Conn. (WTNH) — A new law was supposed to erase criminal records for marijuana possession as of Jan. 1, 2023. Now, the state says it will take a lot longer than that, and advocates are not happy with the delay.

With recreational cannabis becoming legal, the state passed a law to erase thousands of low-level marijuana possession convictions.

“Because we believe in redemption, not permanent punishment, and when it comes to racial justice, we realize the disproportionate impact of criminal records on black and brown communities,” said Rodney Moore, part of the criminal justice reform team of Congregations Organized for a New Connecticut, or CONECT.

CONECT fought for what is called the Clean Slate Law. It goes into effect on January 1, but now they are being told erasing all those records might take several more months.

“That might be June or maybe even further, leaving us totally behind in what we wanted and what we fought for,” Moore said.

Clean Slate is also designed to wipe out certain crimes unrelated to cannabis. Some 300,000 people would benefit. Mark Douglas is one of them. He lost his job when his employer discovered he had two misdemeanor convictions.

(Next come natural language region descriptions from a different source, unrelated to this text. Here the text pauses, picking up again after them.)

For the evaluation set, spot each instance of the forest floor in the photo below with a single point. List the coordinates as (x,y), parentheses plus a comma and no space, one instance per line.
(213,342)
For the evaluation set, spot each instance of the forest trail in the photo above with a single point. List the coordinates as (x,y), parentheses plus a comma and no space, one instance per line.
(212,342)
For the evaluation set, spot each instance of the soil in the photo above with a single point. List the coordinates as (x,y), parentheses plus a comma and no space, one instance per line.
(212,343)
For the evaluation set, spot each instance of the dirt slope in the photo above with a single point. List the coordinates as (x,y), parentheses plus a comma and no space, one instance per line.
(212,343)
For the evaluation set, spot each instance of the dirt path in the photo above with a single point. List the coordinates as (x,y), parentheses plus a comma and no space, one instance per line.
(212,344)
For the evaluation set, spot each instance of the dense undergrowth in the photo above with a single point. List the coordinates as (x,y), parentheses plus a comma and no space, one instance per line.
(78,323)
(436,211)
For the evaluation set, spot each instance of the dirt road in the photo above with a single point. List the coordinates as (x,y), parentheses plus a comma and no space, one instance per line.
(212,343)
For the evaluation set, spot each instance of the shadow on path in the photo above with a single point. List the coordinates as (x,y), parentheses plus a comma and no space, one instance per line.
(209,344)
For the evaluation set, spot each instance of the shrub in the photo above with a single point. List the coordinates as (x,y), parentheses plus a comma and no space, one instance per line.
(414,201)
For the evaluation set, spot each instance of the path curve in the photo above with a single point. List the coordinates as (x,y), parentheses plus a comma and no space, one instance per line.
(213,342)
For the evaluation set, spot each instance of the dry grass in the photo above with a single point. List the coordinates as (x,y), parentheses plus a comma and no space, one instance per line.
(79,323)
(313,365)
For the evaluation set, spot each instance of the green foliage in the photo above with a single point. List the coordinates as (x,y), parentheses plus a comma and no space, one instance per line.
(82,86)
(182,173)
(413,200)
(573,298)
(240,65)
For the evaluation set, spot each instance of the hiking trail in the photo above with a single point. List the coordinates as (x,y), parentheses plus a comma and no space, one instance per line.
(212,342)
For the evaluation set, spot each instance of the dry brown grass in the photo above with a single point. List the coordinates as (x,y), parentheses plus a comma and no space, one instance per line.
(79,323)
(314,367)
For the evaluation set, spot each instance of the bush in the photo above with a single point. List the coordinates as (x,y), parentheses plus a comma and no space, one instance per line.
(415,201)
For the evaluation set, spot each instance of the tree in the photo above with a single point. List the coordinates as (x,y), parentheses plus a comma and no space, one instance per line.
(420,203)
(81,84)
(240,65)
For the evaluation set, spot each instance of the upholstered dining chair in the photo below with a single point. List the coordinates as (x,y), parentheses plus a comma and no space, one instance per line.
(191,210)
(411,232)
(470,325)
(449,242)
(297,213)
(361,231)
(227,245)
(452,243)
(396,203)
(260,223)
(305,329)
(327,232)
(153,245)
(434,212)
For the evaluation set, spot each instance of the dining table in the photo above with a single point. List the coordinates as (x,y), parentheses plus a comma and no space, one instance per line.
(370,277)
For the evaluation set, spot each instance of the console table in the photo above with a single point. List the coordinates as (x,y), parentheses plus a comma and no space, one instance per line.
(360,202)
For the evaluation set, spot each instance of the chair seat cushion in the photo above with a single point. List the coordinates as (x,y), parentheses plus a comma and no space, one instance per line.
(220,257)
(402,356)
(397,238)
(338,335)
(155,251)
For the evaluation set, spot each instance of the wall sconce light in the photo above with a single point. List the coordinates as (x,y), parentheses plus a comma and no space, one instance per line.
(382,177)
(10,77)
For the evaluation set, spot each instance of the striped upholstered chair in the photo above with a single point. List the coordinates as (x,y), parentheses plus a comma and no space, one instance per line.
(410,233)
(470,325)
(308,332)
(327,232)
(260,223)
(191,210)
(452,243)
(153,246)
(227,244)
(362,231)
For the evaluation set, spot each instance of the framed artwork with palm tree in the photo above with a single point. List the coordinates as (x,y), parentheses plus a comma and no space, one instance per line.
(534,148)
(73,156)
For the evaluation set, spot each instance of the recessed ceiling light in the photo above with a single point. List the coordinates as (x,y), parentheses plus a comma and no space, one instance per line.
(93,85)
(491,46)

“They also informed me that if anything like this should happen, like a bill like this passing, something of that nature, getting the charges erased from my record, etc., that I would be able to re-obtain my position there,” Douglas said.

Not only can people be denied jobs, but also housing. The delay in erasing records is due to old state computer systems and the need to clarify precisely what crimes are eligible for erasure.

CONECT wants the Governor to work faster and be more transparent.

One possible fix is to tweak the existing legislation once lawmakers are back in session in January. It’s not unusual to have to do that, but it could take weeks or even months, further delaying the process.